The following editorial appeared in the Greensboro News & Record:
When Sgt. Matt Darisse of the Surry County Sheriff’s Department stopped a car on Interstate 77 because a brake light was out, he probably didn’t know he was initiating a Supreme Court case. Yet Heien v. North Carolina raises good questions about legal restraints on police power. It also shows that the law comes with wide bands of gray.
Defendant Nicholas Brady Heien was guilty of hiding cocaine in his car. But he wasn’t guilty of breaking North Carolina law by having one broken brake light, according to the N.C. Court of Appeals. It overturned Heien’s conviction on the grounds that Darisse didn’t have a reasonable suspicion to stop him in the first place.
The N.C. Supreme Court weighed in, reversing the Court of Appeals in a 4-3 decision.
In a ruling written by Justice Paul Newby, the court noted that there had not been a previous finding, prior to the Court of Appeals decision, that state law didn’t require two working brake lights. Therefore, “Sergeant Darisse’s mistake of law was objectively reasonable and he had reasonable suspicion to stop the vehicle.”
Justice Robin Hudson wrote the dissenting opinion in which she pointed out the duty of police to enforce the law as it’s written. In this instance, the error might have been minor; the next time, it might be more serious.
The U.S. Supreme Court found the case significant enough to hear. The issues drew plenty of interest from legal scholars, police organizations, other states and defenders of property rights.

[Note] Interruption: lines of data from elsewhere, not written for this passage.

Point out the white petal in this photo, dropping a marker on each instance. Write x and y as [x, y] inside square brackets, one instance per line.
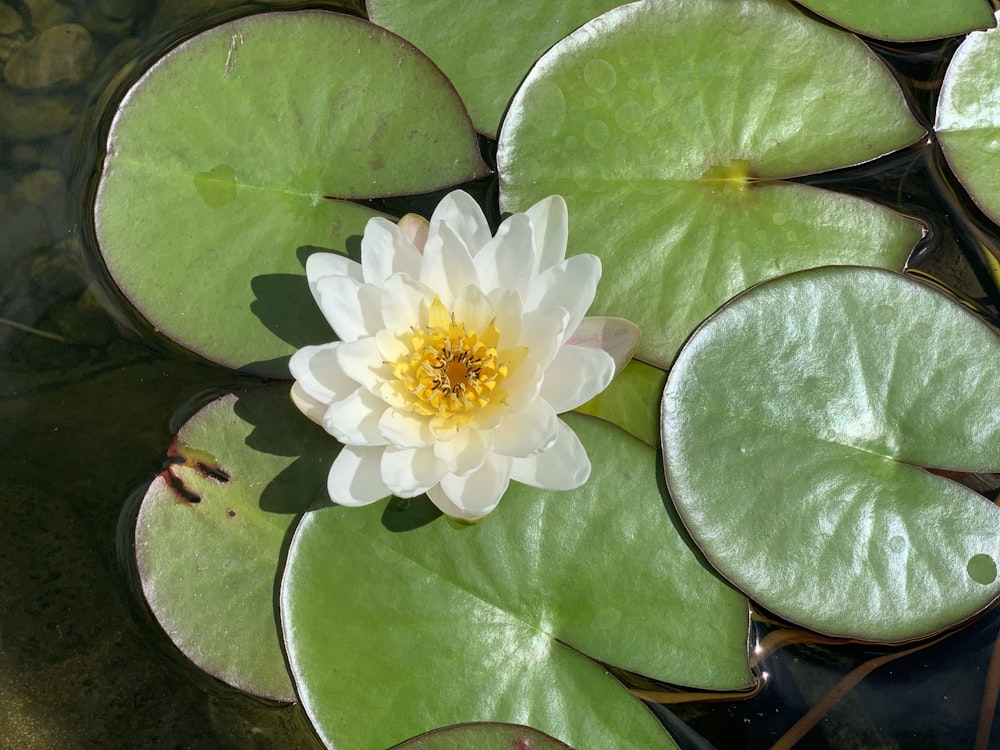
[576, 375]
[392, 343]
[617, 336]
[543, 331]
[460, 211]
[564, 466]
[405, 302]
[507, 305]
[354, 420]
[361, 361]
[317, 371]
[530, 430]
[404, 429]
[319, 265]
[550, 230]
[385, 250]
[351, 308]
[355, 477]
[311, 407]
[522, 386]
[570, 285]
[466, 452]
[508, 260]
[478, 493]
[474, 309]
[416, 229]
[447, 267]
[409, 472]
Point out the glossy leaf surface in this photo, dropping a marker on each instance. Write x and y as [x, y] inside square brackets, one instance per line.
[666, 125]
[484, 736]
[213, 529]
[485, 46]
[911, 21]
[796, 425]
[397, 622]
[228, 162]
[968, 118]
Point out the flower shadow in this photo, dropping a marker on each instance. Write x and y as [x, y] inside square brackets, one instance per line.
[284, 305]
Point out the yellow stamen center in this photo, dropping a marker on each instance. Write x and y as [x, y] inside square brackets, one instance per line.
[451, 370]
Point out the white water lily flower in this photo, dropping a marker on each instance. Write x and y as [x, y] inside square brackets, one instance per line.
[457, 350]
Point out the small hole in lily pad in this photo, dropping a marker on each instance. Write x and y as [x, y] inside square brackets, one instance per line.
[982, 569]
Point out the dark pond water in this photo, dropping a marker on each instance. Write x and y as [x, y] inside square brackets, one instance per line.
[88, 398]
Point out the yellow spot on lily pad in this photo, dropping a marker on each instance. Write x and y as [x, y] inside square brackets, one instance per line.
[217, 187]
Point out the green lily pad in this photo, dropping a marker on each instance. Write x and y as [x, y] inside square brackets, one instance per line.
[214, 526]
[670, 172]
[397, 622]
[485, 46]
[238, 153]
[484, 736]
[631, 401]
[797, 423]
[968, 118]
[912, 21]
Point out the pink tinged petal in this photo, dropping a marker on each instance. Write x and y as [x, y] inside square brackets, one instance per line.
[576, 375]
[319, 265]
[474, 309]
[415, 227]
[361, 361]
[447, 266]
[409, 472]
[530, 430]
[461, 212]
[318, 373]
[385, 250]
[355, 477]
[354, 420]
[475, 495]
[543, 332]
[311, 407]
[508, 260]
[351, 308]
[404, 429]
[617, 336]
[405, 302]
[550, 225]
[466, 452]
[570, 285]
[564, 466]
[507, 304]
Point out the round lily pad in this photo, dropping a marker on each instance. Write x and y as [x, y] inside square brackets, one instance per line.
[968, 118]
[239, 153]
[214, 526]
[484, 736]
[668, 126]
[911, 21]
[799, 424]
[485, 46]
[397, 622]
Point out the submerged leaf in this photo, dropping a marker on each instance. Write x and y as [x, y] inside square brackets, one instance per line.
[797, 423]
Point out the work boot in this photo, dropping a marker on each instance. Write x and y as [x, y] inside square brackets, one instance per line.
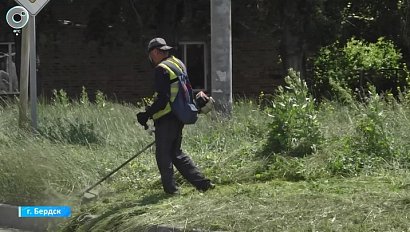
[206, 187]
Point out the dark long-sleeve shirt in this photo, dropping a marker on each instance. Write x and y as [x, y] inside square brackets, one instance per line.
[163, 88]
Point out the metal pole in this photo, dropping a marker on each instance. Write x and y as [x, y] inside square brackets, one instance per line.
[221, 55]
[33, 72]
[24, 72]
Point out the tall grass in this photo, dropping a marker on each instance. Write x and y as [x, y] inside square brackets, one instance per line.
[78, 142]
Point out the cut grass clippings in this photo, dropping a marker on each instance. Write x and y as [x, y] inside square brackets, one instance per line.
[379, 203]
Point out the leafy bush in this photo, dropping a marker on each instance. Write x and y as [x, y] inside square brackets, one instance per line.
[369, 145]
[294, 129]
[356, 65]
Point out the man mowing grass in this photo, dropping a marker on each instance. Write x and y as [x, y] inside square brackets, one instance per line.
[168, 128]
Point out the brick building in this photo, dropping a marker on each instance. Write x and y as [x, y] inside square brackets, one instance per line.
[68, 59]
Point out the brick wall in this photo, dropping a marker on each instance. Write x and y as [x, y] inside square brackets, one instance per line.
[68, 61]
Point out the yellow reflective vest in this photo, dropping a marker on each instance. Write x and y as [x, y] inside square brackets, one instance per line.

The Fourth Amendment protects against unreasonable search and seizure. It’s come to mean that a police officer needs a good reason to stop a vehicle – he can’t do so just because he doesn’t like the looks of the driver. Making an improper stop creates a poisoned tree from which all fruit – the evidence seized – is also poisoned and must be discarded.
Courts have allowed a good-faith exception, however. This case seems to present an opportunity to exercise it. Sgt. Darisse didn’t know state law required just one working brake light. Almost no one knew before Heien’s lawyer looked up the statute. He thought he had a reason to stop the car, and a good hunch led him subsequently to ask permission to search. He looked like a smart cop, not a bully violating the rights of an innocent traveler.
A public opinion survey might show strong support for the officer’s point of view. A lawbreaker was busted – even though he wasn’t breaking the law for which he was originally pulled over. In the end, justice was served.
But was it? It’s an old legal principle that ignorance of the law is no defense for someone accused of a crime. Is it a defense for an officer who uses his misunderstanding of the law as a reason to conduct a stop that in turn results in an arrest? If so, what incentives do police have to learn what the law really says rather than rely on what they think it says?
The justices seemed divided during last week’s oral arguments. What they decide will influence how police do their work and how much protection the public has from being stopped without a valid reason.